When you have extra time, take a red and black "Sharpie" and mark your outlets. The majority of your outlets run through the inverter. A few don't. Get a tester or a just use a lamp and do the following. Disconnect your shore power and turn on your inverter. Go around to EVERY outlet in the coach, exterior too, and put an indiscreet black dot on every out that is working. If you find an outlet that has no power, put a red dot on it.
Once you've put a dot on every outlet, go outside and put a black dot above one of the circuit breakers on the inverter and two dots above the other inverter circuit breaker. Pull the circuit breaker with the two black dots out so that every outlet on that breaker is dead. Now, go back around to ALL of your outlets with the black dot. If they are now dead, put a second black dot.
This sounds like a lot of work, but will only take a few minutes. Once done, you'll know how every outlet is powered. This is important when using high draw appliances like a heater. It is also good to know when a blow dryer and some other large draw appliance are being used on the same breaker of the inverter.
This has been disccussed here before, but some believe, including me, that running an electric heater for extended periods of time through the inverter, even though it's in bypass, can ruin the inverter relays. Try to plug your heaters only into outlets with the red dots. These are not being powered by the inverter, but go straight through to your breakers and then shore power supply.
Since I only have one outlet in the bedroom that was not running through the inverter, I added two new outlets on a separate circuit. I ran Romex to a spot in the main living area and to the bathroom. I added an outlet next to the one in the bathroom and one at the base of the kitchen cabinets. I ran the wiring back to my power bay where I added an electrical junction box and a standard 20 amp power cord and plug end. When we're at locations that have only 30 amps or I want to run two heaters, I plug this extra cord into the extra outlet in the shore power pedestal. I rely on the breaker in the pedestal as the breaker for this additional electrical service. This gives me an extra 15-20 amps at a 30 amp park and lets me run my heaters without going through the inverter.

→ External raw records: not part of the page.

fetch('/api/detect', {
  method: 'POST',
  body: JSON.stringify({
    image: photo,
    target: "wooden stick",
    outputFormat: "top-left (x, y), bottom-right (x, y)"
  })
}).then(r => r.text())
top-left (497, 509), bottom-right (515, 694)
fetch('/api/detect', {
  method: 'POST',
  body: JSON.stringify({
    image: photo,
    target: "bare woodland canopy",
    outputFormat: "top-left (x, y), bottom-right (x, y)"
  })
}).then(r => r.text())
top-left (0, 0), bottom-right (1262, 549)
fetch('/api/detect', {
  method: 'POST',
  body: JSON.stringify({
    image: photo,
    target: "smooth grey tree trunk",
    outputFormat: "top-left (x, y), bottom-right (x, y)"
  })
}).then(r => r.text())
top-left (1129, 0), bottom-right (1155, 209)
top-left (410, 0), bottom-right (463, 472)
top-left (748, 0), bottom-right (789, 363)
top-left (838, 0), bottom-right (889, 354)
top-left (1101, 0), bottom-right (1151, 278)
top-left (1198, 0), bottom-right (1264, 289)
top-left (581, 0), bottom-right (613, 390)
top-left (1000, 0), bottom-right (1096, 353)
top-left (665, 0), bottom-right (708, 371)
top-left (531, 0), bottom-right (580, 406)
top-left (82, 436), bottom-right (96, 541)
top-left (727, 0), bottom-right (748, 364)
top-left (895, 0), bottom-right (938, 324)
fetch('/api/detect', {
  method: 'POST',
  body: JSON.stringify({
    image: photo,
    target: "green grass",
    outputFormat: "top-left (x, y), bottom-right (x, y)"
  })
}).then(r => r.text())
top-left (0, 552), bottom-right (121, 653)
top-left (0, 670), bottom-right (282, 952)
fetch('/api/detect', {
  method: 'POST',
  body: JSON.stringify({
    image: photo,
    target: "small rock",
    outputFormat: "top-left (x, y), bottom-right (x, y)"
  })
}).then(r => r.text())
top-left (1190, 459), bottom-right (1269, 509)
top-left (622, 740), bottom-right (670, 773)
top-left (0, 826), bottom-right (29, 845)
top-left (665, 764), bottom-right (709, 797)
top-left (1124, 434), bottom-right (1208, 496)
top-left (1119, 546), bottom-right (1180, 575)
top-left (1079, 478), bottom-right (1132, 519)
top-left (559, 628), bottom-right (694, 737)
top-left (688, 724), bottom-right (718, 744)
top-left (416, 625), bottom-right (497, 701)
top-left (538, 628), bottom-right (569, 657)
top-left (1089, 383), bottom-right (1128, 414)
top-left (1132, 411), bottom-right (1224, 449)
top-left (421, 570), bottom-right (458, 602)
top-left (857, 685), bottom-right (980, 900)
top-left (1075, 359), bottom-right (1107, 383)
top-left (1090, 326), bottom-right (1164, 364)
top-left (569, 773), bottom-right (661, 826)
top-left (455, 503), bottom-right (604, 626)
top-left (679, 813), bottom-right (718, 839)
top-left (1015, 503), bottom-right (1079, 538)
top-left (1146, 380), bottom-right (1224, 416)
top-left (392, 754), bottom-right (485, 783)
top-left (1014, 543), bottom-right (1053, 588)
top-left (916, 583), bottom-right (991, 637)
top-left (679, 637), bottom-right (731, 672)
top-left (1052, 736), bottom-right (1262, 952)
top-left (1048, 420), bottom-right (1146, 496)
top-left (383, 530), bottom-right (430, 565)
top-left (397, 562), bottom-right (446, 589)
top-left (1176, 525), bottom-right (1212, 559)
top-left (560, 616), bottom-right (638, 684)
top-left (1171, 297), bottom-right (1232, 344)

There are two outlets at the rear of your refer. One is powered by the inverter and has your icemaker plugged into it. The other outlet is powered by your main breakers and does not run through the inverter. The refer would run your batteries down too quickly if powered through the inverter, but the icemaker is plugged into the inverter and allows you to make ice when boondocking, by having the inverter on.
Lastly.....Where to look when you blow a circuit in order of what usually blows first......
When connected to shore power.
- First check your GFI if you were using an outlet (no use running outside if it's cold)
- Second, check the inverter, (most likely the cause, but you have to run outside....so that's why I say check GFI first)
- Third, check main breakers, (rarely the case)
- Fourth, check the breakers on the shore power pedestal.
When running generator
- Check the circuit breaker on the nose of the generator.